For another, the baseball app hasn’t been rated a single time on CBS Sports, which makes it difficult to tell whether anyone is using it, and there is very little information about the app anywhere on scoutPRO’s website.
There are a few user testimonials on the site, but otherwise, not much has been written about it online, which may not be too surprising considering that it has only been around since 2011. On fantasypros.com, scoutPRO’s site projections finished 57 out of 87 experts, which isn’t great. On the other hand, there are a lot of ways to slice and dice the data, so a scoutPRO PR release boasts that “scoutPRO beat more than 90 experts to secure the number one spot at wide receiver predictions for Weeks Two, Five, Eight and 15.”
Bloodworth is optimistic. For one thing, she says, having developed the football product means that branching into other sports costs much less. “The analytics are not portable – the positions are very different, skills at those positions are very different.
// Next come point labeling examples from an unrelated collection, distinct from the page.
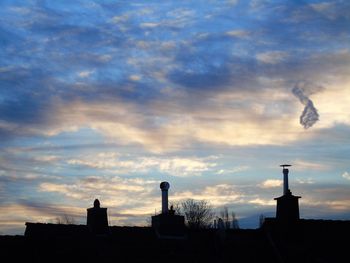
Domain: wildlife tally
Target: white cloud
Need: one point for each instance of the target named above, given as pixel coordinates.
(272, 57)
(86, 73)
(176, 166)
(217, 195)
(346, 175)
(233, 170)
(271, 183)
(263, 202)
(300, 165)
(238, 33)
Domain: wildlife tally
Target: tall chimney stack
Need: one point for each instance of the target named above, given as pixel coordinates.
(164, 186)
(285, 181)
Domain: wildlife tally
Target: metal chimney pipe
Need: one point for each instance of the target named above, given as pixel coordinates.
(285, 181)
(164, 186)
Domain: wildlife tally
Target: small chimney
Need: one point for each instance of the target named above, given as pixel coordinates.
(97, 221)
(285, 178)
(164, 186)
(287, 204)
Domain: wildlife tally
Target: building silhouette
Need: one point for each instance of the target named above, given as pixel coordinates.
(284, 238)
But we were able to leverage our technology,” she explains. “The cost of doing a baseball product was ten percent of the cost of the football product.”
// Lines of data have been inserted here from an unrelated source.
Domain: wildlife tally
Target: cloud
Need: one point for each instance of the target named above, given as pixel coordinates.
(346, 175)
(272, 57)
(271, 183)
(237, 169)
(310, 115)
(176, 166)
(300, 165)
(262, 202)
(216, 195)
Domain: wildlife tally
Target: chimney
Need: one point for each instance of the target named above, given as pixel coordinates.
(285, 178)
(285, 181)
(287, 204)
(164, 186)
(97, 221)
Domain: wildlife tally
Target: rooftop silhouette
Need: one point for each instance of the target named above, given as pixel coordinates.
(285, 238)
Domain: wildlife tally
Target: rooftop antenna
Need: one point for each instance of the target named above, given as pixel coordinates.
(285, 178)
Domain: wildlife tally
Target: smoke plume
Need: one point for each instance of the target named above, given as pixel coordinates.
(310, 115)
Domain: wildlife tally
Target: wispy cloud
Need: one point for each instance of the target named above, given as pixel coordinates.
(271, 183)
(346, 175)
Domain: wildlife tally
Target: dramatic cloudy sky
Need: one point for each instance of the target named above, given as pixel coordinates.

Her original intent was to market her football product to coaches, to help them formulate in-game strategy. When she found that a tough sell, she turned to fantasy sports instead. Still, she says that her product tries to “think like a coach” by focusing on subjective measures, like poise in the pocket for a quarterback, along with more easily quantifiable objective measures.
She is conscious that there are relatively few women in her field. “It is male-dominated. I don’t focus on that,” she says. “But I have to be aware of it. And where I have to be aware of it is credibility. I have to be sure that people don’t discount us because we’re a woman-owned business.” She has addressed this by trying to hire experts with credibility in their fields, such as Paul Kerl, a Ph.D. student at Georgia Tech; Nelson Sousa, a veteran of high-stakes ($100,000) fantasy football; and Shawn Childs, who is in the National Fantasy Baseball Hall of Fame. (As a sidenote: if there is already a fantasy baseball hall of fame, how long will it take before there is fantasy fantasy baseball?)
Change is coming, but it has been slow. “The first time I went to the Fantasy Sports Trade Association, I was one of three women there, and one was the event planner,” she says. “My hope is, more women will get involved… I’ve only been involved about three years. I see more women in fantasy. But I don’t see other women who’ve started a company.”
For now, Bloodworth is keeping her eyes open. “I’ve interviewed interns, and for every 10 interns that apply, only one is female. So I think we’re still going to be behind for a while,” she says. “I think they’re out there. I hope I can inspire them.”